This is an input graph(which is a GroupNormalization) and I’m trying to extract the epsilon value, which is 1.000000e-03 of %cst_3 from %5 = tfl.add.
After getting the operand with mlir::Value epsilon = add_op.getRhs();,
I believe there’s no direct method to access the elements inside. How can I get the value of the first element inside?
I’ve tried to cast it to a ConstantOp or DenseElementsAttr, but both approaches failed.
Fail Case 1)

DenseElementsAttr dense = epsilon.cast<DenseElementsAttr>();
// error: no viable conversion from 'mlir::Value' to 'mlir::Attribute'

Fail case 2)

auto op = epsilon.getDefiningOp();
auto const_op = llvm::dyn_cast<mlir::arith::ConstantOp>(op);
// op is a nullptr

I don’t quite see %cst_3 as input to tfl.add on this IR?

If this fails, then op is not what you think it is.
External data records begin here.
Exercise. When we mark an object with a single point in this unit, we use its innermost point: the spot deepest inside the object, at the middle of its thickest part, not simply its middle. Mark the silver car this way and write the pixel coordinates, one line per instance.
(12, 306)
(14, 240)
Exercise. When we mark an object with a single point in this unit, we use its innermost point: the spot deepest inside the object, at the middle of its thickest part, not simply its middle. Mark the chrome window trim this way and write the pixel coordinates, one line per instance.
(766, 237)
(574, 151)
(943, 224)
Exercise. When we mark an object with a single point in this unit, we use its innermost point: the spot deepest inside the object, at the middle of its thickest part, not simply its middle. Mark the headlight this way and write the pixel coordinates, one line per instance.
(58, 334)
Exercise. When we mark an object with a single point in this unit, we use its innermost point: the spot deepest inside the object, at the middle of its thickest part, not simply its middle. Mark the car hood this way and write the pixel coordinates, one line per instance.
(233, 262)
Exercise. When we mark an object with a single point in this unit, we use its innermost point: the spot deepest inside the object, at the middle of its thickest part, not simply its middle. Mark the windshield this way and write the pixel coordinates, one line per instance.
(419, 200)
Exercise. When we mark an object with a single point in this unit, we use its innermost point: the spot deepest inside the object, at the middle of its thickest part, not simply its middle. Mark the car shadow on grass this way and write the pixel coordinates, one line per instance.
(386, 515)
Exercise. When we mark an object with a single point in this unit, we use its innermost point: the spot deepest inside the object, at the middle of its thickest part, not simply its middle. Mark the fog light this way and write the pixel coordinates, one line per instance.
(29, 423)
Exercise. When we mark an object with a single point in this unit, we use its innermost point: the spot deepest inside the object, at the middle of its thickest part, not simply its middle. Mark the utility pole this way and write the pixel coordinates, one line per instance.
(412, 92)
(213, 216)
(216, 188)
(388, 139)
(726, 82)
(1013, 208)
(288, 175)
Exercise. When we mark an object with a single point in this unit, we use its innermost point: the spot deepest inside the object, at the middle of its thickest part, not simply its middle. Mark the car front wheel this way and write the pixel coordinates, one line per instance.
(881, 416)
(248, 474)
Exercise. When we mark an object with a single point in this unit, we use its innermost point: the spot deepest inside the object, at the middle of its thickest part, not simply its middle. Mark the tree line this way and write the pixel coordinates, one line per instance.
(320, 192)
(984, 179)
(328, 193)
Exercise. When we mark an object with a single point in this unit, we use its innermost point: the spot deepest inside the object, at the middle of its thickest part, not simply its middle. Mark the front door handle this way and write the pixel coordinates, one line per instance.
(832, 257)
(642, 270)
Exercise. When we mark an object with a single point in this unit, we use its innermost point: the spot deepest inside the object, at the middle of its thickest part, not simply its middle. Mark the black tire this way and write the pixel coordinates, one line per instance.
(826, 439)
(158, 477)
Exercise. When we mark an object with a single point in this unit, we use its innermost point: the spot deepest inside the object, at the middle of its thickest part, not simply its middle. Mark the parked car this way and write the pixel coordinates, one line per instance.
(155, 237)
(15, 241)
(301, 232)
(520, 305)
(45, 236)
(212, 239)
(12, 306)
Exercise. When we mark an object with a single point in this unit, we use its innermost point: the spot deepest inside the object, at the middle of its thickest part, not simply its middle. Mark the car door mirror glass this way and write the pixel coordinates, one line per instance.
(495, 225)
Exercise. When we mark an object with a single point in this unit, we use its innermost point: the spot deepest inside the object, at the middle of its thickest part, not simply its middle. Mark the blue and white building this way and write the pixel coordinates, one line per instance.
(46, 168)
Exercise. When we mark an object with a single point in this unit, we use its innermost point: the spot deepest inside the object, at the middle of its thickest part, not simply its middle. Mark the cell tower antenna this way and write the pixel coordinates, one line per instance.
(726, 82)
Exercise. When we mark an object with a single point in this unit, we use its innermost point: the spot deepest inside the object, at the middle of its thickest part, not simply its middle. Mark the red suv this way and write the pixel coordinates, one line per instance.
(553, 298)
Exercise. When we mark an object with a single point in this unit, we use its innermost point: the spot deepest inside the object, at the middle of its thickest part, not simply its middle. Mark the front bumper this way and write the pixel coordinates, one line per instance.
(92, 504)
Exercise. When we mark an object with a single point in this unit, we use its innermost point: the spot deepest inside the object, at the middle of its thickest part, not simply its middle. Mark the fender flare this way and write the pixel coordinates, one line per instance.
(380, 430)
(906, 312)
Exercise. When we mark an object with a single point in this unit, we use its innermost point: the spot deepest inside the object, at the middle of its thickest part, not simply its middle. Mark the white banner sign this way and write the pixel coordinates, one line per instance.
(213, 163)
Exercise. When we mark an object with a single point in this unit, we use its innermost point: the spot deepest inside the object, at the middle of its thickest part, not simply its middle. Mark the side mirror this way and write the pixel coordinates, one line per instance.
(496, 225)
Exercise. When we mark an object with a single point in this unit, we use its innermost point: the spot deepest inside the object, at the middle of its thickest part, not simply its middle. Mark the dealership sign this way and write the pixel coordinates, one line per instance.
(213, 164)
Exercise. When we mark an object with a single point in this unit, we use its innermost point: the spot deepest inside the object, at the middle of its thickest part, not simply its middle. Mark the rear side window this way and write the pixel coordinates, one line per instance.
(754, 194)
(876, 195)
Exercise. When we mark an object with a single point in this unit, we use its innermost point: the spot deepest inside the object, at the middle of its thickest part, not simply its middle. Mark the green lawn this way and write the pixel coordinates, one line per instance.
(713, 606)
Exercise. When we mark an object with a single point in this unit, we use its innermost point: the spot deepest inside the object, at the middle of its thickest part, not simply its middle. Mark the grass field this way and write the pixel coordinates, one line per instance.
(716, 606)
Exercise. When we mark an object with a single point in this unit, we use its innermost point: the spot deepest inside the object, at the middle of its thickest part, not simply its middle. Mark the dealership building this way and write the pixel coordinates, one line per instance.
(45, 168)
Add a op->dump(); right there, or breakpoint in a debugger and call op->dump()

Yes, using debugger I found it’s a nullptr as in the comment.

%cst_3 is passed to tfl.add as %arg3

So just dump it?

There is some confusion here, arg3 is an argument of the function, I don’t see how it relates to cst_3 ?

I got this. It seems it couldn’t grab any information, because the op is a nullptr?

(lldb) p op->dump()
error: Execution was interrupted, reason: EXC_BAD_ACCESS (code=1, address=0x30).
The process has been returned to the state before expression evaluation.
(lldb) p op
(mlir::Operation *) $0 = nullptr

There are two func operation in the mlir I attached in the beginning. %cst_3 is declared in @main func and while calling @func_0_CPU_FLOAT, the %cst_3 is passed as the 4th argument.

Sure, getDefiningOp returns nullptr, that confirms what I was saying before: it is a function argument.
Try to dump epsilon?

Sure, but unless you implement yourself an inter-procedural traversal, I’m not sure how you’d get from the use of arg3 on the tfl.add to the call site argument and then to the definition.

This may help Understanding the IR Structure - MLIR ?

(lldb) p epsilon.dump()
<block argument> of type 'tensor<1x1x1x32x1xf32>' at index: 3

Thank you. Let me clarify my understanding. So, is it right that there is no known way to access the definition of a value, which is passed as an argument? So, perhaps implementing an inter-procedural traversal is required?

Think about this (in C syntax):

void bar(int arg) {
  use(arg);
}

void foo() {
   int a = 2;
   int b = 3;
   bar(a);
   bar(b);
}

Now when you process use(arg) and you check the operand of arg, what do you expect to see? How do you expect an API (which is really a simple accessor) to give your more of an answer than “this is arg, the first parameter of the function” ?

If the arg is a class instance, it’s available to access its members. So, in my case where a ConstOp is passed as an argument, I was thinking that if there’s a method something like getValue(), I can access the value of the argument.

I sent you the example to help thinking about “what would you even return here?” : there are two calls to the function with two different arguments! There nothing that would make sense when processing the use(arg) in my example.

Anyway, the MLIR tutorial as well as this doc I sent above Understanding the IR Structure - MLIR should really help here.